Aguardemos o desfecho.

*Paulo Thadeu Gomes da Silva é Doutor em Direito, Professor da Escola Superior do Ministério Público da União, Procurador Regional da República. Texto originalmente publicado em Justificando.

Notas:

(1) – A ADI foi proposta pelo então PFL, hoje DEM, em 25.6.2004; em 18.4.2012 o relator Min. Cezar Peluso apresentou seu voto; a Min. Rosa Weber pediu vista do processo nessa data e o devolveu em 23.4.2012, tendo apresentado seu voto em 25.3.2015; nesse dia, pediu vista do processo o Min. Dias Toffoli.

(2) – Art. 68 – “Aos remanescentes das comunidades dos quilombos que estejam ocupando suas terras é reconhecida a propriedade definitiva, devendo o Estado emitir-lhes os títulos respectivos“.

(3) – Nesse sentido, o esteticamente belo e tecnicamente substancioso artigo de GINSBURG, Ruth Bader, “A decent respect to the opinions of [human] kind”: the value of a comparative perspective in constitutional adjudication, Cambridge Law Journal, 64(3), November 2005, p. 575-592. O mesmo evento que aqui é mencionado foi analisado por BODEN, Didier, «Comparatisme», in : Joël ADRIANTSIMBAZOVINA, Hélène GAUDIN, Jean-Pierre MARGUÉNAUD, Stéphane RIALS, Frédéric SUDRE (dir.), Dictionnaire des droits de l’homme, Paris : PUF, 2008, pp. 183-187.

(4) – Terras quilombolas e constituição: a ADI 3.239 e o Decreto 4.887/03, in Por um constitucionalismo inclusivo, Lumen Juris, RJ, 2010, p. 275-309.

(5) – Cfr.
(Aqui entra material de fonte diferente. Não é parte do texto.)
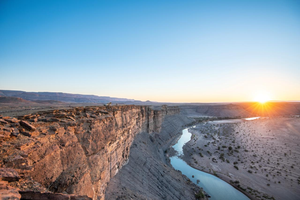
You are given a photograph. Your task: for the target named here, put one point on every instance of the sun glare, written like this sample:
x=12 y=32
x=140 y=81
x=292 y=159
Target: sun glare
x=262 y=98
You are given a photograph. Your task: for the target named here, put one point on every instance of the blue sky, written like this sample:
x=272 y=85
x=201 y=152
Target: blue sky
x=176 y=51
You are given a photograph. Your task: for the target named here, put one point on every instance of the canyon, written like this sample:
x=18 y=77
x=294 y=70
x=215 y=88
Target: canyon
x=75 y=153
ALEXY, Robert, Direitos fundamentais no estado constitucional democrático, in Constitucionalismo discursivo, Livraria do Advogado, Porto Alegre, 2011, p. 41-54.
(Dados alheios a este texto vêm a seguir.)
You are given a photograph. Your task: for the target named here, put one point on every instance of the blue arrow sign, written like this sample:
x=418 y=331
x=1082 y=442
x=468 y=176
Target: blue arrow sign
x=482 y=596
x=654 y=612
(6) – Sobre a fundamentalidade, idem, p. 48.

Comments (1)

  1. O decreto possibilita a organização de Quilombola fictício, quando no seu art2 diz: ……. quilombos, para os fins deste Decreto, os grupos étnico-raciais, segundo critérios de auto-atribuição……… Assim qualquer grupo que se auto-atribuir será pela lei reconhecido como Quilombola. Esta redação possibilitará uma industria de grilagem de terras amparada na lei e isto já está ocorrendo. Acredito que os Quilombolas históricamente estabelecidos devem ter suas terras tituladas, mas Quilombolas montados a partir do estabelecido no decreto tem que ser desmascarados. Está faltando honestidade na aplicação do decreto ou sobrando esperteza.